Okay so Google I/O is in about two weeks and I’ve been following the leaks and session schedules pretty closely. This year feels different. Not in a vague “big things are coming” way. In a very specific “Google is trying to win back the narrative” way.

OpenAI dropped GPT-5.5 last month. Anthropic shipped Claude 4.5. Chinese labs are releasing open-weight models that run on consumer GPUs and actually compete with the big proprietary models. Google has been relatively quiet through all of this. May 19 is when they answer.

Here’s everything we know and expect to see.


 

 


The Event Itself

Google I/O runs May 19 and 20, with livestreamed keynotes and sessions open to everyone online.

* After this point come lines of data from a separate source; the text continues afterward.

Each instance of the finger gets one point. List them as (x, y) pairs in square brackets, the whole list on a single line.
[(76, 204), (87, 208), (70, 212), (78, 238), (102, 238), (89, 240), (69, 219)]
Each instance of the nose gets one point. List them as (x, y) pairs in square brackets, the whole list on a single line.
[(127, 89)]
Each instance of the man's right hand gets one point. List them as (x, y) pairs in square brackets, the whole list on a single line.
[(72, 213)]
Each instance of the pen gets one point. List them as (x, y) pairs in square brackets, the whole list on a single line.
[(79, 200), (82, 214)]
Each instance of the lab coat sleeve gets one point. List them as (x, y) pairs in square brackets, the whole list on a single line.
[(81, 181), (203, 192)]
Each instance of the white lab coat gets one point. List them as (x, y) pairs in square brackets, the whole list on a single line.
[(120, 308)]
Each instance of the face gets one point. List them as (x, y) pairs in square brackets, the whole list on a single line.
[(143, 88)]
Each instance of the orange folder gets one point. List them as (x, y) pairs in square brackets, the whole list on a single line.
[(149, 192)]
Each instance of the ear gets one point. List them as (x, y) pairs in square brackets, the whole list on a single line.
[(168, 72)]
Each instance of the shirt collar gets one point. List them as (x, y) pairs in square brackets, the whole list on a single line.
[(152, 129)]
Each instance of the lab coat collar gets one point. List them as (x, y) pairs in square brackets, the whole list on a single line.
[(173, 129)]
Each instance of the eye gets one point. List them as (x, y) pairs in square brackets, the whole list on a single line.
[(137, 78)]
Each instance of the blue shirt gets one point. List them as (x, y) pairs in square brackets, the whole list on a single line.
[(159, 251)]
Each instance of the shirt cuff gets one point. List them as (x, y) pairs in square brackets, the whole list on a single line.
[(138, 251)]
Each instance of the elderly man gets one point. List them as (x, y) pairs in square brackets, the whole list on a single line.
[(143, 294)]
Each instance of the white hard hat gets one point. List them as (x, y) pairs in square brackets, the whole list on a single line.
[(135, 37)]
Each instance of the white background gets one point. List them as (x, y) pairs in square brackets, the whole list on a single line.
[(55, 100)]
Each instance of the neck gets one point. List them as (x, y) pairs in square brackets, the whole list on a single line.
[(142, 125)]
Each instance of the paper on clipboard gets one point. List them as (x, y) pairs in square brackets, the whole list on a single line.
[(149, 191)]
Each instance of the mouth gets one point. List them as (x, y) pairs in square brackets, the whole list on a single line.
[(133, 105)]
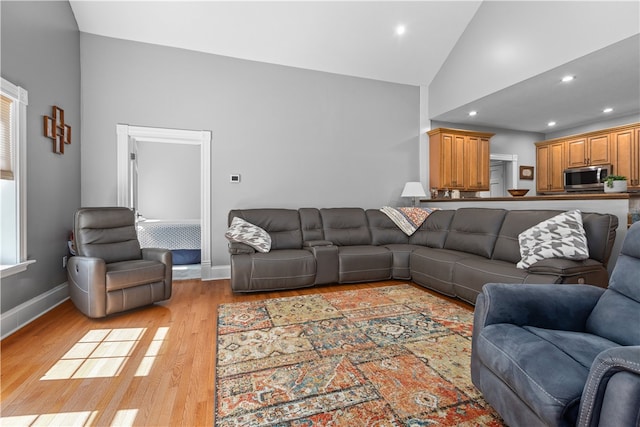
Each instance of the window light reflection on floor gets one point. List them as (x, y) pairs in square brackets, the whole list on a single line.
[(123, 418), (154, 349), (100, 353)]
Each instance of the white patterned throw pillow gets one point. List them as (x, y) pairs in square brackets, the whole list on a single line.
[(242, 231), (562, 236)]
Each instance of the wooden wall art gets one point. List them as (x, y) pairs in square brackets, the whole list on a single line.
[(57, 130)]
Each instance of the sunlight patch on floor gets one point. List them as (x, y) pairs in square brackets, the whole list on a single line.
[(100, 353), (152, 352), (123, 418)]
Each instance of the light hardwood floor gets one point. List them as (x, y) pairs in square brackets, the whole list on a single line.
[(157, 364)]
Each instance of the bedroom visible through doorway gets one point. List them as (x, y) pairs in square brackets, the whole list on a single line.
[(163, 174)]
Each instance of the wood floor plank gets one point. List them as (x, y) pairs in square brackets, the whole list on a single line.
[(179, 387)]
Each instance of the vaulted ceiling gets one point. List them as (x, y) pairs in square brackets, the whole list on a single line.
[(360, 38)]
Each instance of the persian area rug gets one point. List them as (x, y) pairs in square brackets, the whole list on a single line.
[(389, 356)]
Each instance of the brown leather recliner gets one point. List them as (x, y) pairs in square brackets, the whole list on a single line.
[(111, 273)]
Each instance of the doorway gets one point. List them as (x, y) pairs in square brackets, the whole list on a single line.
[(132, 141), (496, 179)]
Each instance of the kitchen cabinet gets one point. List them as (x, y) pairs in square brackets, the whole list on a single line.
[(588, 150), (619, 146), (459, 159), (478, 170), (625, 155), (550, 163)]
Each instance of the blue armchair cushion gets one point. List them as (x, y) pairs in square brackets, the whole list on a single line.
[(552, 382)]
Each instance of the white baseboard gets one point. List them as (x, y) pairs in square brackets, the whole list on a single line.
[(28, 311), (216, 272)]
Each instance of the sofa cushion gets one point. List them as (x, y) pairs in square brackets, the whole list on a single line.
[(433, 268), (311, 224), (434, 230), (281, 269), (383, 230), (283, 225), (515, 222), (345, 226), (364, 263), (561, 236), (241, 231), (401, 260), (552, 385), (471, 273), (475, 230)]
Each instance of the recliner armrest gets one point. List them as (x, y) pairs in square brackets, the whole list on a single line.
[(565, 267), (87, 284), (316, 243), (166, 257), (551, 306), (237, 248), (611, 395)]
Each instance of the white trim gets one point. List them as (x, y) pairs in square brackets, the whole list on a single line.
[(22, 96), (216, 273), (10, 270), (27, 312), (128, 136)]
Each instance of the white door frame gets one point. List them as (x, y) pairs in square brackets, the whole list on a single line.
[(128, 136), (513, 158)]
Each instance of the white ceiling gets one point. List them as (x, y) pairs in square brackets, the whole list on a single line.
[(358, 39)]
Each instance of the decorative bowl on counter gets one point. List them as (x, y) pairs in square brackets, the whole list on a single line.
[(518, 192)]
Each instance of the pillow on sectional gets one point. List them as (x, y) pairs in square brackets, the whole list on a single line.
[(242, 231), (562, 236)]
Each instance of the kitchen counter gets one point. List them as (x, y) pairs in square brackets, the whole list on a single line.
[(547, 197)]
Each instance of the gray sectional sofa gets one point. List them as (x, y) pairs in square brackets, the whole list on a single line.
[(454, 252)]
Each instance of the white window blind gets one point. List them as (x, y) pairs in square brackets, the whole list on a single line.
[(6, 135)]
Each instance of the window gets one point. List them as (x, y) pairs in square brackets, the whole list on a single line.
[(13, 188)]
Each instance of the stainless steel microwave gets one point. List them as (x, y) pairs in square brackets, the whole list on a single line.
[(590, 178)]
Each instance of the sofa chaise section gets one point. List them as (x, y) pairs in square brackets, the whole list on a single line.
[(286, 266), (454, 252)]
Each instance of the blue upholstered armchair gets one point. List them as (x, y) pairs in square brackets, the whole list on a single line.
[(562, 355)]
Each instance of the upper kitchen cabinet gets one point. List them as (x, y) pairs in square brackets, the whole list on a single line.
[(625, 154), (588, 150), (459, 159), (619, 146), (550, 163)]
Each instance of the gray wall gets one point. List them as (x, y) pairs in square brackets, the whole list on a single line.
[(41, 53), (297, 137)]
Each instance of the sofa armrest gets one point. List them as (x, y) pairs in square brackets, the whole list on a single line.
[(237, 248), (565, 267), (316, 243), (611, 396), (551, 306)]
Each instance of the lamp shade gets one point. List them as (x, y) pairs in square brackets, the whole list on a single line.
[(413, 189)]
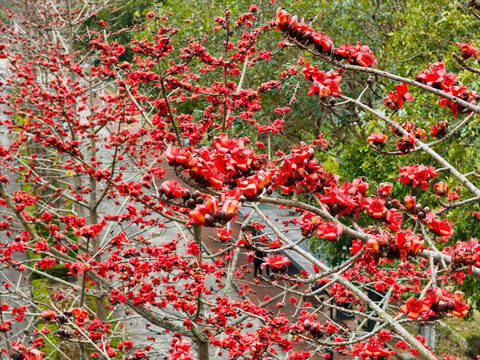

The main Google Keynote kicks off at 10:00 am PT and runs until 11:45 am. The Developer Keynote follows at 1:30 pm PT.

If you want to watch live, go to io.google/2026. The keynotes are free to watch from anywhere.


Gemini 4 — The One Everyone Is Watching

This is the announcement that actually matters for the AI race.

Gemini 4 is reportedly scoring 84.6% on ARC-AGI2 — a benchmark that measures genuine reasoning ability, not just memorization. That number is significant. It puts Gemini 4 in genuinely competitive territory with the best models from OpenAI and Anthropic.

Gemini Nano 4 was previewed on April 2 and will be a centerpiece of the event. It comes in two variants — Fast and Full — based on Gemma 4, promising 3x speed gains over previous Nano models. Google is positioning this as the foundation for on-device AI across Android, which means AI features that work without an internet connection on your phone.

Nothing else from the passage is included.